Tracie McMillan over at the Huffington Post has profiled Superdelegate Joseph F. Johnson, a former Corrections Corporation of America board member. He is a member-at-large of the Democratic National Committee from Chantilliy, Virginia - a suburb of Washington D.C.

Reports indicate that he is supporting Senator Hillary Clinton. However, he has not publicly committed to either Clinton nor Senator Barack Obama. In fact, Johnson has donated to both campaigns:

  • Records show that he and Sharron Johnson (of the same address) each donated a legal maximum of $2300 to Senator Clinton's campaign in late 2007; and
  • In the summer of 2007, Johnson gave $1,000 to Senator Obama.

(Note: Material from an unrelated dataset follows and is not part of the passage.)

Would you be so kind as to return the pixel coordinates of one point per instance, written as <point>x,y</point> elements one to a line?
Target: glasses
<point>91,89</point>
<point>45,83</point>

Johnson was appointed to the board of Corrections Corporation of America, the largest operator of private prisons in the country. While serving in that position from 1996 to 1999, Johnson earned accolades and handsome rewards from CCA for convincing Washington, D.C. to send prisoners to CCA's Youngstown, Ohio prison. Johnson also has a history of lobbying for private prison companies in Texas and around the nation.

The private prison in Ohio had a notorious reputation for violence and escapes. By 1998, there had been two fatal stabbings, 44 assaults, and six escapes at the prison. Despite the egregiousness of the incidents, Johnson claims that no one's was to blame. According to McMillan's article:

Mr. Johnson nonetheless profited from the deal, receiving $2.6 million in stock options for his work linking CCA with officials in Washington, D.C. Calling his work "instrumental" to their receipt of the contract, CCA said that Mr. Johnson had "exceeded his duties and obligations" to the company and also paid him $382,000 for his "consulting services" in helping to arrange the deal, and $991,000 for NCRC's services in another CCA prison in Texas.

What an interesting development in the presidential campaign that keeps on going. As potential president-makers, the Superdelegates continue to face scrutiny. It will be interesting to see if any others are linked to private prison companies.